Das also war’s: Wittiges machte sich Sorgen um seine Angehörigen. Das konnte sie verstehen, denn sie hatte ähnliche Sorgen. Es gab schlechte Nachrichten aus Toledo. Ihre Tochter Ingund hatte ihren Gatten Hermenegild überredet, zum katholischen Glauben überzutreten. So löblich dies in den Augen des Papstes sein mochte, damit hatte sich Hermenegild von seinem Vater, König Leovigild, losgesagt. Ingund und ihr Mann wurden seit Monaten in ihrer Residenzstadt Sevilla von Leovigilds Truppen belagert. Hermenegild hoffte, seine Frau und seinen kleinen Sohn aus der belagerten Stadt hinauszubringen und unter den Schutz von Ostrom stellen zu können. Ostrom beherrschte immer noch den Süden Spaniens. Aber würde der Plan gelingen? Brunichild dachte beinahe täglich daran und an diesen Enkel, der vielleicht nicht mehr lange zu leben hatte. Er hieß Athanagild wie ihr eigener Vater.
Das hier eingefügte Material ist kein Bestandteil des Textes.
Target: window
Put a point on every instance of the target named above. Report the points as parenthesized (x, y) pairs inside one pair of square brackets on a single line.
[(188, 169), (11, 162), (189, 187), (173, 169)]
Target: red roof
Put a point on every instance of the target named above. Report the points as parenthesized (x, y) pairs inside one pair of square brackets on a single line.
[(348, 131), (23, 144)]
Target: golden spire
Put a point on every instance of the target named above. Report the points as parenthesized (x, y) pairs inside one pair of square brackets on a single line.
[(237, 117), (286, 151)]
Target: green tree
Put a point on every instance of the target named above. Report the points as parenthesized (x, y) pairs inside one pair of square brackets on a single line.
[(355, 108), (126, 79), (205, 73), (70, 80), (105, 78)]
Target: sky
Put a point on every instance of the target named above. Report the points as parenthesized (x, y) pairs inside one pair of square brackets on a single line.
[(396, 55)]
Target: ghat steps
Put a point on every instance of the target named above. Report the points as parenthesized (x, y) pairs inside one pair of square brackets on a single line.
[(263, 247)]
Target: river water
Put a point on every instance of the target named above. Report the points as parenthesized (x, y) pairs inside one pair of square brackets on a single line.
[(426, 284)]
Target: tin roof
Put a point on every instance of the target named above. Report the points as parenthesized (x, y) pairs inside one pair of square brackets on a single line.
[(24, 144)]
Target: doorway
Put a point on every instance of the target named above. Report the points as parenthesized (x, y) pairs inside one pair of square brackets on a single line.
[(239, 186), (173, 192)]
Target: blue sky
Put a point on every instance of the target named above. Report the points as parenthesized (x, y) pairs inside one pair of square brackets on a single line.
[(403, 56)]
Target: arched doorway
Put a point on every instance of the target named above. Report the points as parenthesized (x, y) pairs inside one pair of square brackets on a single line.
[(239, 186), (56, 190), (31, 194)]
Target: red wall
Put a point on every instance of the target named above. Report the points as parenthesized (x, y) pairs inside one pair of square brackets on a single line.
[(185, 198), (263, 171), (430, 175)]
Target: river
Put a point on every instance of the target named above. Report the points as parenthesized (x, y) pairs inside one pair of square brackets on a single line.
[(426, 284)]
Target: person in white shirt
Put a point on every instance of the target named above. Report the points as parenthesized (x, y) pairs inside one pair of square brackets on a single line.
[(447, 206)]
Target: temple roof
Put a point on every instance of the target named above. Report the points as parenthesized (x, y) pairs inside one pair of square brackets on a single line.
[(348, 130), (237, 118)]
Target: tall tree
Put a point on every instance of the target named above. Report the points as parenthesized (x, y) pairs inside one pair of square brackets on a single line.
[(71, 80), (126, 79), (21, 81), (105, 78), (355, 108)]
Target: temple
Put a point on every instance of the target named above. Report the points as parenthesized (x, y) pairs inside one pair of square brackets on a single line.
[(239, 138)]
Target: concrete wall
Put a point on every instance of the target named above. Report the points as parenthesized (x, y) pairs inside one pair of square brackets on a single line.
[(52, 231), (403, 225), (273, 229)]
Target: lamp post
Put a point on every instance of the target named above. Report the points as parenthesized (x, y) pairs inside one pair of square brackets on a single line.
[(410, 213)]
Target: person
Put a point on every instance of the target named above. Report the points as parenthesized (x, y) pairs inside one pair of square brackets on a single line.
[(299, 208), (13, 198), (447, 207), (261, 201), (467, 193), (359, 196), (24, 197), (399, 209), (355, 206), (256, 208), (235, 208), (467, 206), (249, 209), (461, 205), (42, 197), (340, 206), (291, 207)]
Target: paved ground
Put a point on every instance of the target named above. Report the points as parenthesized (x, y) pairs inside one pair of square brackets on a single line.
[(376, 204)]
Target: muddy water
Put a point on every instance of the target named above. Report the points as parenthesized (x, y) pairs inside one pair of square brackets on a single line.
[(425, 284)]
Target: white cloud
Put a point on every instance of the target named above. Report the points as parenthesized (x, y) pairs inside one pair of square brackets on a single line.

„Weißt du, dass ich einen Enkel habe?“, fragte sie, und dann erzählte sie von Ingund und dem ganzen Schlamassel, den sie verursacht hatte, weil sie ihren Glauben so wichtig nahm.
„Was hast du erwartet?“, fragte Wittiges wenig mitfühlend. „Du hast ein Kind von elf Jahren nach Spanien verkauft. Mein Gott! Wie alt ist sie nun? Vierzehn?“
„Fünfzehn!“
„Immer noch ein halbes Kind. Und auch schon Mutter.“
Brunichild schenkte es sich, darauf hinzuweisen, dass sie auch erst sechzehn gewesen war, als man ihr die Ehe mit Sigibert befohlen hatte.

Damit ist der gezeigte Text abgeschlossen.